Com relação à morte de policiais e, nesse caso, a de policiais militares, é sempre importante verificar quantos deles morreram em serviço. No ano passado, de todos os policiais militares assassinados (134), 22 estavam em serviço. Outra parte foi assassinada por ter sido identificada como policial ou porque reagiu a um assalto. E há ainda aqueles que podiam estar envolvidos com a criminalidade. Seja qual for a situação, é absurdo que não haja indignação com essas mortes, que passaram a fazer parte do cenário da cidade e do estado. Assim como é também absurdo ninguém se mobilizar por causa de mortes violentas nas favelas. Eu espero que a morte da Marielle seja um divisor de águas nesse cenário. A morte dela tem um significado simbólico importante, que mexeu com a população de várias partes do mundo. É uma mulher negra, que vem da favela, que assume ser lésbica, defende não só a causa LGBT mas os direitos humanos, de forma ampla.
E nessa defesa ela incluía também os policiais, tanto civis quanto militares. Tanto assim que têm aparecido relatos de famílias desses policiais a respeito do apoio que Marielle dava a eles, mesmo antes de se tornar vereadora. Marielle defendia o direito desses policiais.

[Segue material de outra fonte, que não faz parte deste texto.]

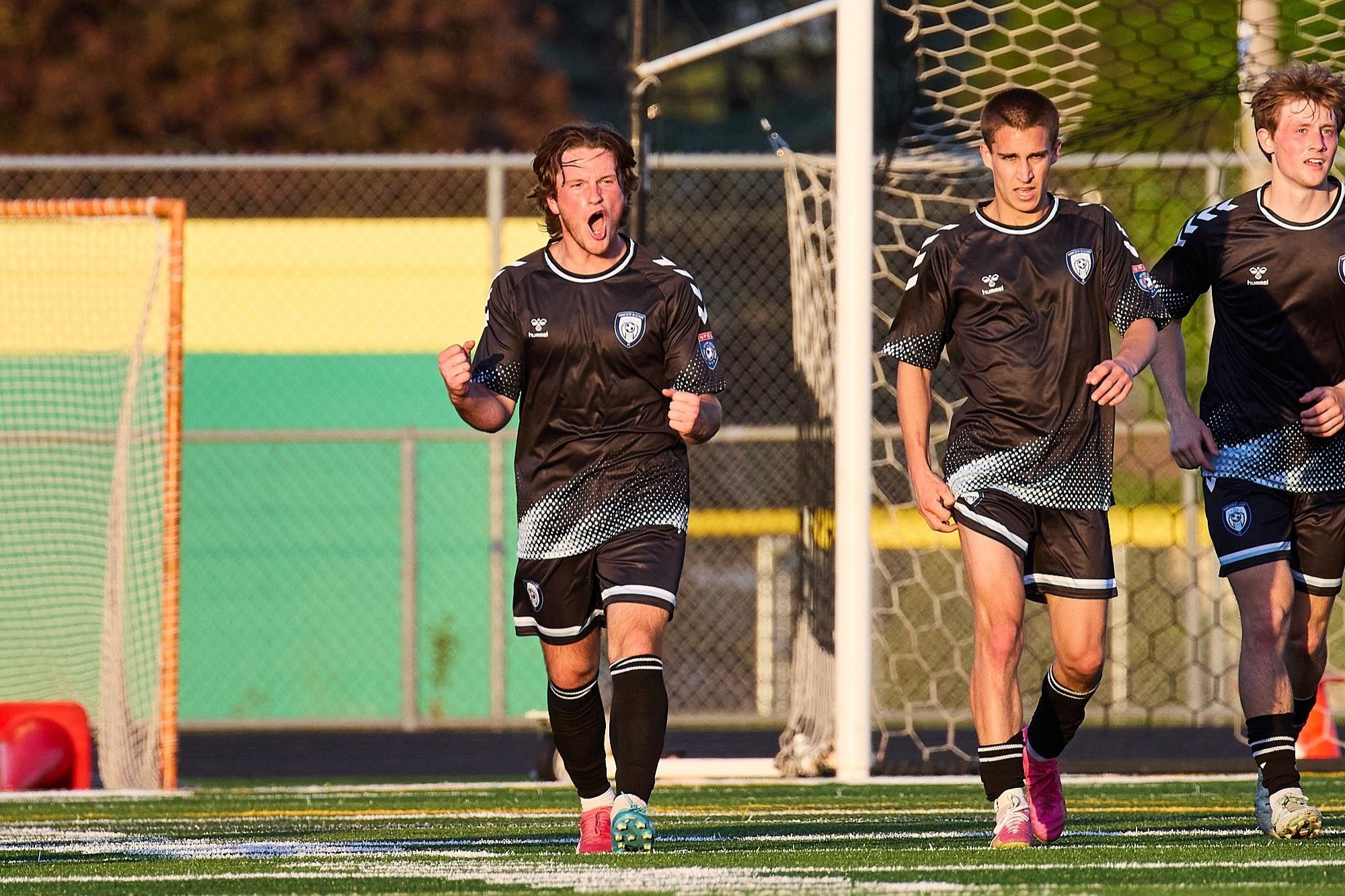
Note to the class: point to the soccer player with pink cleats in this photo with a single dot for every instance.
(1046, 799)
(597, 830)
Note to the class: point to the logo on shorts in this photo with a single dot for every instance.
(1237, 517)
(630, 327)
(1145, 279)
(708, 352)
(1081, 264)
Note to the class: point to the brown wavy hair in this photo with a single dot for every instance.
(1020, 108)
(1315, 84)
(547, 163)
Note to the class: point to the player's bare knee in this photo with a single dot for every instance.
(1000, 643)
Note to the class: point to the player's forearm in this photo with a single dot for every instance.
(1169, 366)
(1139, 346)
(708, 421)
(484, 408)
(914, 405)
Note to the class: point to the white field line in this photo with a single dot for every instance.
(1085, 780)
(586, 879)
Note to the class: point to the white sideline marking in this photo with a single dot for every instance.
(586, 879)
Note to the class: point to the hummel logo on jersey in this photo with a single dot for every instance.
(1237, 517)
(1081, 264)
(630, 327)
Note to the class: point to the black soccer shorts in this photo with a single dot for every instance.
(1252, 524)
(1065, 552)
(562, 600)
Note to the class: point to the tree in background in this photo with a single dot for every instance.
(275, 76)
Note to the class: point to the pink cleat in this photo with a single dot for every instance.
(1012, 826)
(597, 830)
(1046, 801)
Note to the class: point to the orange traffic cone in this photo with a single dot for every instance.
(1319, 739)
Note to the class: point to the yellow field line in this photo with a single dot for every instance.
(906, 529)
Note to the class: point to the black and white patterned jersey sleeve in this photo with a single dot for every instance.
(1190, 266)
(923, 323)
(498, 362)
(692, 356)
(1130, 288)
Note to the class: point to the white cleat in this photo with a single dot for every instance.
(1292, 817)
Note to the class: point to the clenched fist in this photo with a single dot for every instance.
(684, 411)
(455, 365)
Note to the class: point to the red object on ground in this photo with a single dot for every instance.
(45, 745)
(1319, 739)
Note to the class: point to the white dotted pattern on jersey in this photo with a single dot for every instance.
(1286, 459)
(922, 350)
(588, 512)
(1031, 474)
(508, 378)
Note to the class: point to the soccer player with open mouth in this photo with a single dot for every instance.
(606, 349)
(1023, 292)
(1269, 439)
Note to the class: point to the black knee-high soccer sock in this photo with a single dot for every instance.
(578, 727)
(640, 723)
(1058, 716)
(1303, 709)
(1001, 766)
(1272, 740)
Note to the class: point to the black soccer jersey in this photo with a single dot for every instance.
(1024, 313)
(1280, 331)
(587, 358)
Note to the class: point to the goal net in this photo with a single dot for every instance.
(91, 382)
(1152, 99)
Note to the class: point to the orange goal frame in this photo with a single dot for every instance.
(176, 213)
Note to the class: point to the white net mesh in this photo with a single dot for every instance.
(1151, 106)
(84, 323)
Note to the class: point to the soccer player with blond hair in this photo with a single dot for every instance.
(607, 352)
(1269, 439)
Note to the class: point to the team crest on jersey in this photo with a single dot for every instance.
(1145, 279)
(1081, 264)
(630, 327)
(708, 352)
(1237, 517)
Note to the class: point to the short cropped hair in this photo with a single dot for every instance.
(1313, 84)
(547, 163)
(1020, 108)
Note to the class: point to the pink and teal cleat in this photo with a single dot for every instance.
(1046, 799)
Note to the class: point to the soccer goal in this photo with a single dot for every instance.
(1153, 101)
(91, 455)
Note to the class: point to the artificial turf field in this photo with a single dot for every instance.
(1125, 836)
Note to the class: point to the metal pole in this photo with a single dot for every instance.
(1258, 53)
(497, 561)
(766, 626)
(855, 388)
(496, 208)
(410, 575)
(636, 220)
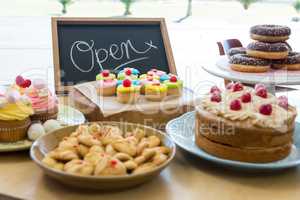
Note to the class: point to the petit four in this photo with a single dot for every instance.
(155, 91)
(175, 86)
(127, 92)
(105, 75)
(128, 73)
(106, 87)
(116, 153)
(15, 111)
(44, 103)
(245, 124)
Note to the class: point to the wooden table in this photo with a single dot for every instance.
(188, 177)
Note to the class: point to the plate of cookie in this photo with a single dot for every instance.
(103, 155)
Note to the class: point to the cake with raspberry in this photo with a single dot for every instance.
(245, 124)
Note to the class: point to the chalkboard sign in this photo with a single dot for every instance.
(82, 47)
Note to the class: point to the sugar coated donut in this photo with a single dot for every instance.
(245, 63)
(292, 62)
(236, 50)
(268, 50)
(270, 33)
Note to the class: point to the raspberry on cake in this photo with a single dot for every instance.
(245, 124)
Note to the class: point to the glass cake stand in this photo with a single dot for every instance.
(270, 79)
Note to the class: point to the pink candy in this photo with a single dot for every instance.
(39, 84)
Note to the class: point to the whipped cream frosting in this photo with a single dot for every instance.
(250, 111)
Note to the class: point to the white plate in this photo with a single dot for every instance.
(282, 77)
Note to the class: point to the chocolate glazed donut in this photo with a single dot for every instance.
(272, 51)
(270, 33)
(245, 63)
(292, 62)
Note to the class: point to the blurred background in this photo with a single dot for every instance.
(194, 27)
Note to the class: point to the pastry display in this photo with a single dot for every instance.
(267, 50)
(106, 87)
(15, 112)
(44, 103)
(174, 86)
(236, 50)
(127, 92)
(128, 73)
(103, 150)
(245, 124)
(270, 33)
(156, 91)
(129, 85)
(292, 62)
(155, 72)
(245, 63)
(147, 80)
(105, 75)
(35, 131)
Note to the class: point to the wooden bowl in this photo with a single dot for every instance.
(48, 142)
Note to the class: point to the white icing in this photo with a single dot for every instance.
(278, 119)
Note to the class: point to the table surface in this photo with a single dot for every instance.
(187, 177)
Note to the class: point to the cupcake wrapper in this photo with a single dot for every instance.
(42, 117)
(11, 132)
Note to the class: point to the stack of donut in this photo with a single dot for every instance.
(268, 50)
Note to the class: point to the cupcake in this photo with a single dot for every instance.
(156, 91)
(15, 111)
(106, 87)
(127, 92)
(104, 75)
(174, 85)
(21, 84)
(44, 103)
(128, 73)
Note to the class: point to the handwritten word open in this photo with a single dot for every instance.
(123, 51)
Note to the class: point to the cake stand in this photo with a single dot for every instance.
(271, 78)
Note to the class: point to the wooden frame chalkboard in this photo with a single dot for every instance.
(61, 21)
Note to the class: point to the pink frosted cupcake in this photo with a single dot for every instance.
(106, 87)
(44, 103)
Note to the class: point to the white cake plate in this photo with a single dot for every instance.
(271, 78)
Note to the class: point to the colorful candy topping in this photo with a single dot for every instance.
(173, 79)
(23, 83)
(283, 102)
(105, 73)
(229, 86)
(246, 98)
(128, 72)
(215, 89)
(127, 83)
(265, 109)
(216, 97)
(235, 105)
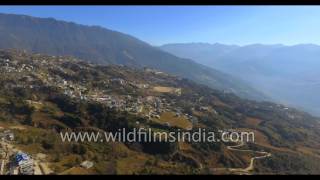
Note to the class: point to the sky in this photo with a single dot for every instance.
(159, 25)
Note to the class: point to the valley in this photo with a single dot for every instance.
(43, 95)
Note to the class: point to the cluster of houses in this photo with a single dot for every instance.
(25, 163)
(7, 135)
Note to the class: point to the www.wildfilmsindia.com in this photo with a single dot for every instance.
(147, 135)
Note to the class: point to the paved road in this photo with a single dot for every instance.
(248, 169)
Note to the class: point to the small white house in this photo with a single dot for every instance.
(87, 164)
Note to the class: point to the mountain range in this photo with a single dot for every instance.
(287, 74)
(103, 46)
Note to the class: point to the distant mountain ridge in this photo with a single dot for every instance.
(104, 46)
(288, 74)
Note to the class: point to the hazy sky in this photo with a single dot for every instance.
(169, 24)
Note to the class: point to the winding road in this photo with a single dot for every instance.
(248, 169)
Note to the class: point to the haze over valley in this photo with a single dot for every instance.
(73, 78)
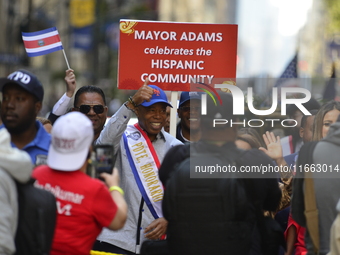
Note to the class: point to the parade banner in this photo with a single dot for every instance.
(173, 55)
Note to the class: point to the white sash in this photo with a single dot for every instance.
(144, 165)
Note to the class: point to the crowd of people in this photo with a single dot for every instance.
(150, 203)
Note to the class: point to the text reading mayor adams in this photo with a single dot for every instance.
(263, 171)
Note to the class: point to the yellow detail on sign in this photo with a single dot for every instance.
(82, 13)
(127, 27)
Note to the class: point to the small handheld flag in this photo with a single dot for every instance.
(43, 42)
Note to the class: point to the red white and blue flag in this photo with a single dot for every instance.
(42, 42)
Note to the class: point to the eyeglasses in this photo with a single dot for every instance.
(190, 108)
(84, 108)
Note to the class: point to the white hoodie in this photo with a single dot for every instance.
(14, 165)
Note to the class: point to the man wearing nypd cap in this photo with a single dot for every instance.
(22, 96)
(140, 149)
(189, 111)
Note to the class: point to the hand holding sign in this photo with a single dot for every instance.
(144, 93)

Por isso, também, a morte dela conseguiu sensibilizar tanta gente. Hoje circula manifesto, com assinatura de personalidades até estrangeiras, pedindo que se esclareça esse assassinato o quanto antes. Agora, é um caso específico, que não faz parte do cotidiano em que o crime aqui ficou banalizado. Por isso, espero que seja um divisor de águas e que mexa de uma vez por todas com nossa sociedade. A população ficou anestesiada diante de tantas mortes, mortes contra as quais a própria Marielle lutava. Como elas se repetem dia a dia, fica difícil haver comoção maior. Mas é inaceitável que as mortes de vítimas da violência, incluindo a de policiais militares, não nos comovam.